With cooking it wasn’t till recently when I spent an evening cooking with a few people who all worked professionally with food in some capacity, and realized I fully measured up.

And on and on.

It seems there’s this voice in my head saying “I’m not really that good at such and such area”, that’s just there by default, until proven wrong by some dramatic demonstration that seems to speak to me at an emotional level.

I believe I”m not alone in this. I think many of us have a tendency to not “own” how great we really are.

I’m not sure why.

Partly just habit, I think.

In part because it’s safer. There’s no risk of hubris. There’s no responsibility. “Oh, I don’t know, I’m not really that good at that.”

What about you? Do you recognize this? Why do you think this is?

Art and fear

26 Aug

Just rediscovered Seth Godin’s free e-book “What matters now” from December of last year (that’s 2009).

From Seth’s opening essay:

It turns out that the connected economy doesn’t respect this natural instinct. Instead, we’re rewarded for being generous. Generous with our time and money but most important generous with our art.

If you make a difference, people will gravitate to you. They want to engage, to interact and to get you more involved.

Art can’t happen without someone who seeks to make a difference. is is your art, it’s what you do. You touch people or projects and change them for the better.

And from the one right after that, by Anne Jackson:

Until Fear is gone, (and realize he may never completely leave) make the decision to be courageous. The world needs your story in order to be complete.

The last sentence in particular stuck with me. The world needs your story in order to be complete. If you believe otherwise, you’re selling yourself short.

Enterprises are made up of people, too

26 Aug

Gigaom on the way Apple targets enterprises (or doesn’t target them):

It targets people. It focuses on users. And Apple lets them decide how and where they’ll use its products.

This sounds simple, but in my experience very few companies think this way. Most startups write business plans that dredge up IDC data on market size, then define their target market (e.g., “Global 2000 enterprises”). Few seem to realize that there are people employed within these target markets, and these people will be the ones who actually embrace or reject one’s product.

I’m frequently asked by some of my customers about how to market to businesses versus consumers. You need to market very differently to enterprises than you do to individuals, the thinking goes.

Well, yes, you can. You can try and sell through the top.

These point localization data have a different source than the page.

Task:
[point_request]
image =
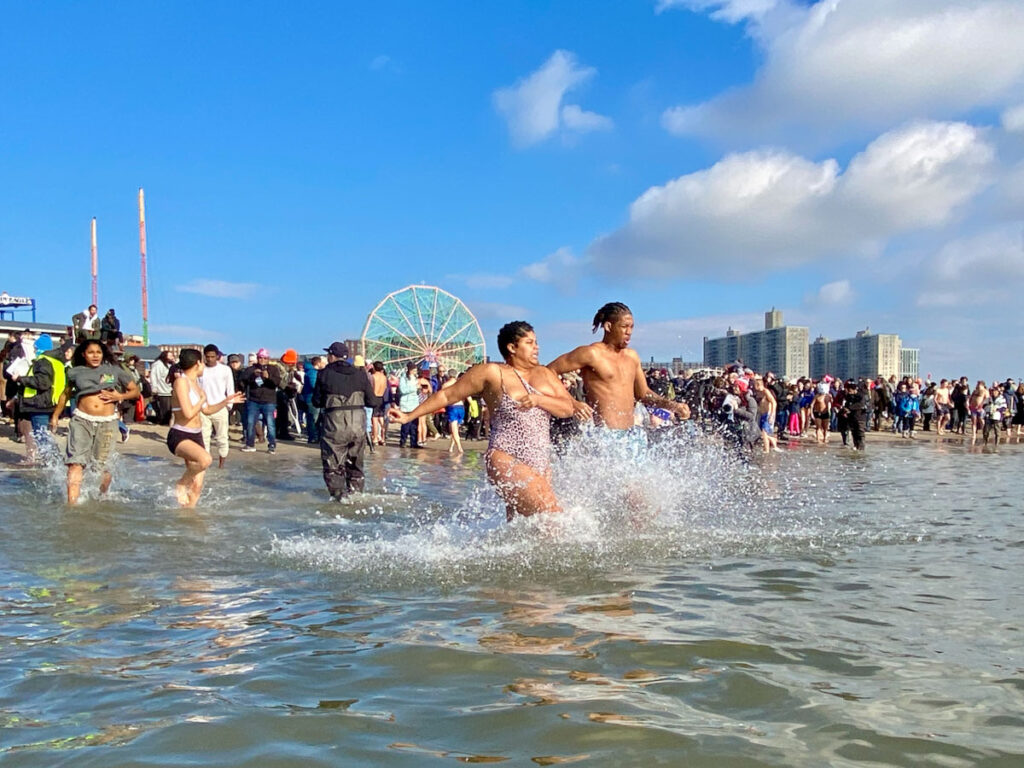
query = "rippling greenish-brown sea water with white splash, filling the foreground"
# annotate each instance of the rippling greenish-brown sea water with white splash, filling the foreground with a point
(810, 609)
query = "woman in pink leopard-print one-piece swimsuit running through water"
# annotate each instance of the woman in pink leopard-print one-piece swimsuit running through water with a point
(522, 398)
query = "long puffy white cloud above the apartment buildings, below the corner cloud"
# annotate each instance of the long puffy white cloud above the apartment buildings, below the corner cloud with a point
(758, 211)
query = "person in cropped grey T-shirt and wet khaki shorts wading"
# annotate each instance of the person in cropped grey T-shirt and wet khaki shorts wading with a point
(93, 433)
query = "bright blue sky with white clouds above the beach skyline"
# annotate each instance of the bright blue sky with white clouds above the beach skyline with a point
(700, 160)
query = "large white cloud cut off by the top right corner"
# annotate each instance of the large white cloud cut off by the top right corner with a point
(839, 66)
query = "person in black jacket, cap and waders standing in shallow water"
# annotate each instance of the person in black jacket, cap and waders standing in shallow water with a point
(342, 393)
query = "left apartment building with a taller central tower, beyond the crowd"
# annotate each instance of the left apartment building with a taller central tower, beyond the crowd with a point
(782, 350)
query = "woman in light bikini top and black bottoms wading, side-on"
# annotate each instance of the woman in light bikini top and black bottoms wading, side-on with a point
(185, 439)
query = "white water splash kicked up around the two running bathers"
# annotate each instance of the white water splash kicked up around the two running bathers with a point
(682, 496)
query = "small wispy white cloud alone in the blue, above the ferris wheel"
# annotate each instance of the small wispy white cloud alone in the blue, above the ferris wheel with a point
(533, 107)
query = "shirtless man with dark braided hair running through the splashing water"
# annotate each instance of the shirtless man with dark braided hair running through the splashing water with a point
(613, 374)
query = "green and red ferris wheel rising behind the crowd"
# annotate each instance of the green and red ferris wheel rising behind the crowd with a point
(423, 324)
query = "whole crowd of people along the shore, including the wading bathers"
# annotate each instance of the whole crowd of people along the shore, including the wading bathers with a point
(346, 405)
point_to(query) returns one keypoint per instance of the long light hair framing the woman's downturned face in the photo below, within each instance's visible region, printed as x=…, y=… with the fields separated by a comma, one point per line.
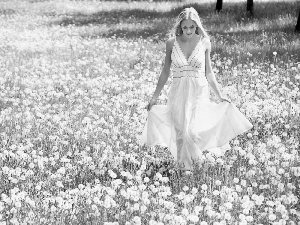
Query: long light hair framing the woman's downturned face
x=188, y=13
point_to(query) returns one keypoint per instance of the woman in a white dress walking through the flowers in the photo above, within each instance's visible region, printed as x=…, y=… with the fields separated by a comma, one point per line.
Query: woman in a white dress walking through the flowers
x=190, y=124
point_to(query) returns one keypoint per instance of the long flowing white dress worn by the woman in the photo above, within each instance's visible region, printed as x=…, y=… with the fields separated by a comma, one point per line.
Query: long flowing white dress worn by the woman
x=190, y=124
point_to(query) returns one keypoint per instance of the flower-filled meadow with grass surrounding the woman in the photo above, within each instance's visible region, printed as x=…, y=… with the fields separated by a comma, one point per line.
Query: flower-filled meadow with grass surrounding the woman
x=75, y=77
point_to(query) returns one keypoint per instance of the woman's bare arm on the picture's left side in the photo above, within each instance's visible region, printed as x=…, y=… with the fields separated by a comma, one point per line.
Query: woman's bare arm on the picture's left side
x=165, y=73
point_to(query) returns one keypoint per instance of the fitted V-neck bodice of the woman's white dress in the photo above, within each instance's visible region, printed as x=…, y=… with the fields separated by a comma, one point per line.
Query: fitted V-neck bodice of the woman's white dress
x=194, y=63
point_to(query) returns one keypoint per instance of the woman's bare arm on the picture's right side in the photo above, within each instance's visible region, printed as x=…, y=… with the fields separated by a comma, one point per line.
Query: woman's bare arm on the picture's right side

But I’ve always felt that you could also go a different way, which I’d personally find more satisfying: Market to the individuals within the organization.

37signals has done this very well with Basecamp and Highrise. People just sign up and charge it to their corporate credit card, and get on with their lives. No need to involve the IT department or go through lengthy procedures for evaluating and buying software. Just do it already.

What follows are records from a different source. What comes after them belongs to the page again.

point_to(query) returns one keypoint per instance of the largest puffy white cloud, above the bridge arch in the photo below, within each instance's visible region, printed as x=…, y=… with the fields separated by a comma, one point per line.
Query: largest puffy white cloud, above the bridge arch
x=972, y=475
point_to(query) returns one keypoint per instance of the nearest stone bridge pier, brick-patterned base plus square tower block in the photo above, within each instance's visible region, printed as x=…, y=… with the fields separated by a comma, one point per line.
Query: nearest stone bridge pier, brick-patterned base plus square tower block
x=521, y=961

And if there’s enough bottom-up demand, eventually the company will have to find a way to give it their blessings.

Much more fun, in my opinion, to do business that way.

(Hat tip to David for the tip)

All struggle is a struggle to accept ourselves

26 Aug

All struggle is a struggle to accept ourselves. Our lack of acceptance appears to be about other people, places, and things, but it is not.

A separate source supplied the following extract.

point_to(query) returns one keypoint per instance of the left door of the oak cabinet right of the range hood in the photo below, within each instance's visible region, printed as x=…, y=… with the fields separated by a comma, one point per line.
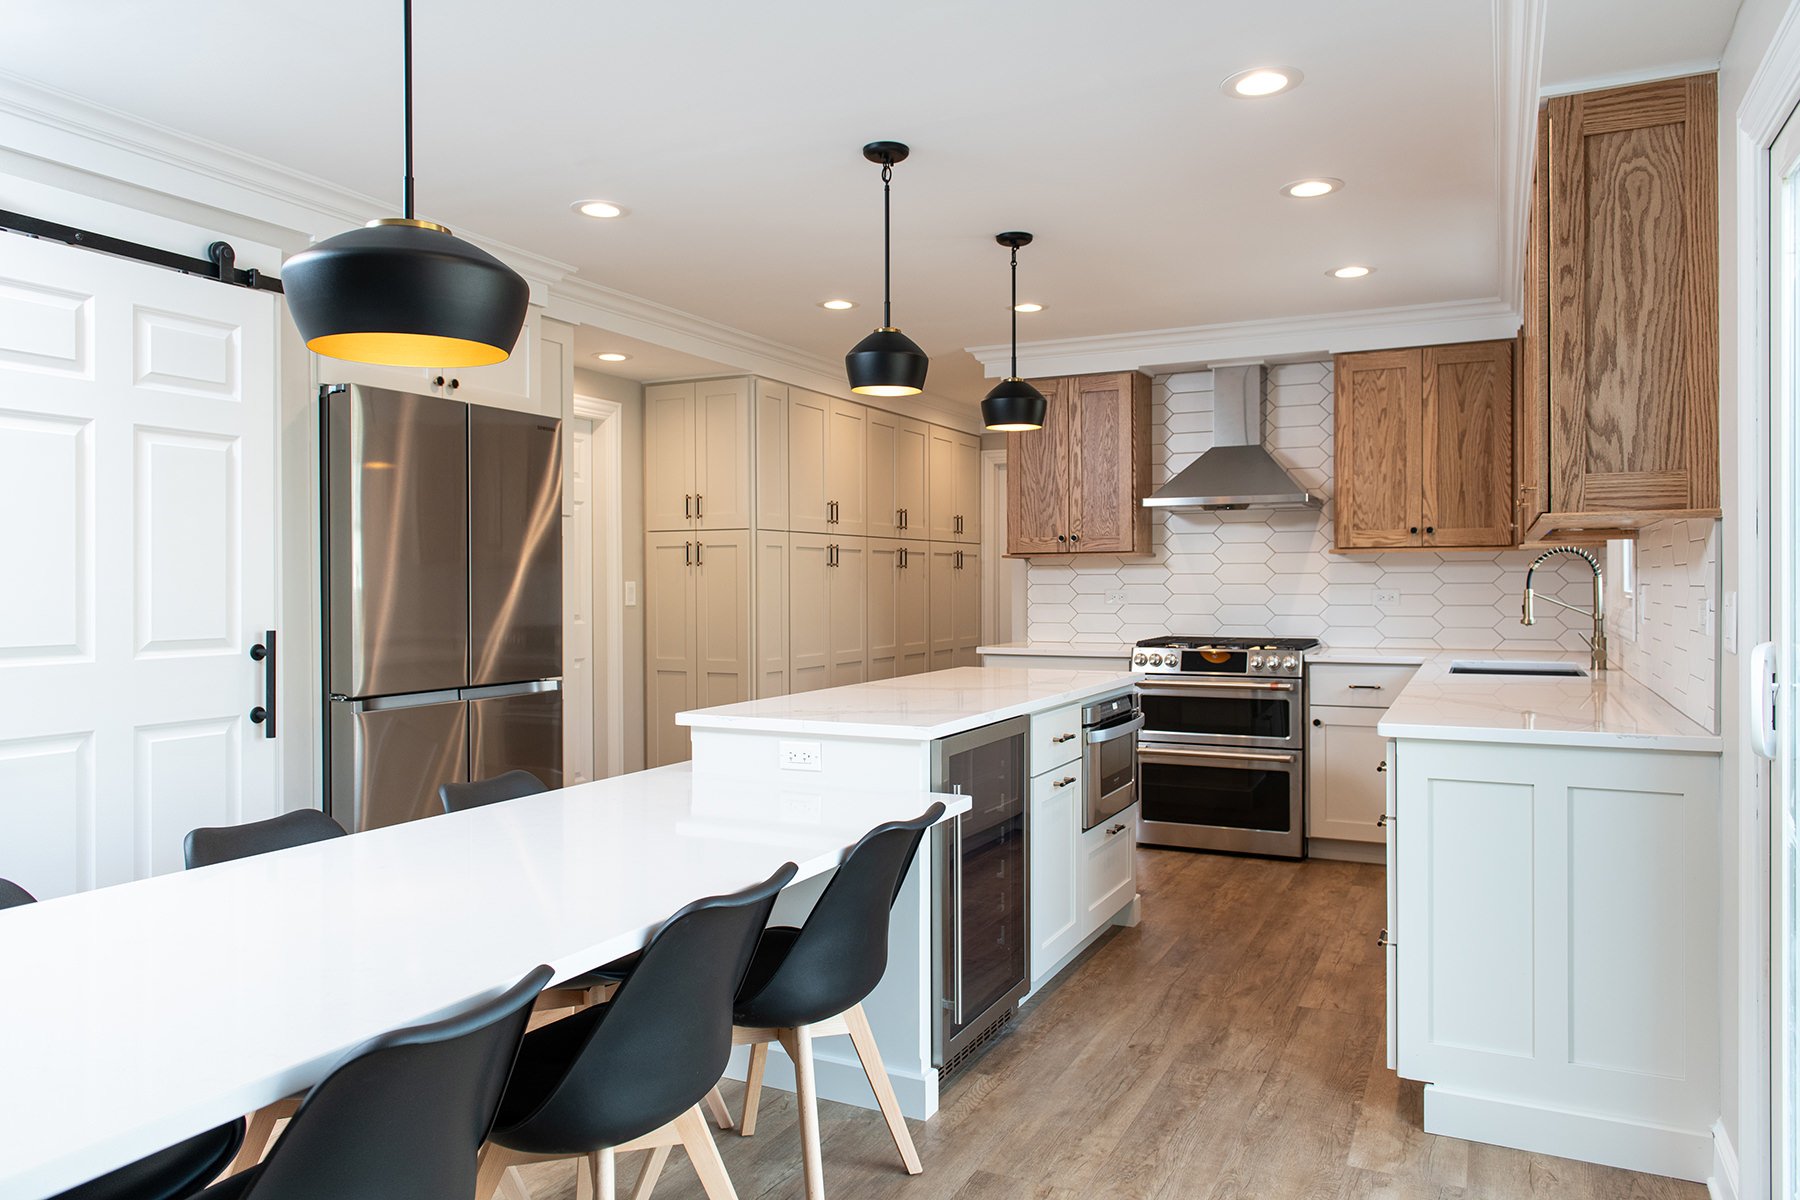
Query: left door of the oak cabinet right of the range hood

Resistance to accepting the most intellectual, commonplace, esoteric, or concrete thing comes down to “me,” that little ego identity attempting to survive as a self separate from life.

From Cheri Huber’s excellent When You’re Falling, Dive.

More wood behind fewer arrows

25 Aug

Andrew Orlowski over on The Register.

…throwing out lots of mediocre products isn’t the passport to success. [...] it pays to put more of your wood behind one arrow, or just a few arrows; the more you make, the less distinctive each one is.

I’d say this goes for not just the mobile phone market, but for most matters in life.

(via DF)

We suffer trying to avoid a feeling

23 Aug

We were conditioned to avoid a feeling we had as a child, and now as adults we’re still avoiding that feeling, which we have never stopped to examine.

We suffer trying to avoid a feeling that is only a feeling and means nothing. We are controlled by fear of our feelings.

Paraphrased from When you’re falling. Dive. by Cheri Huber.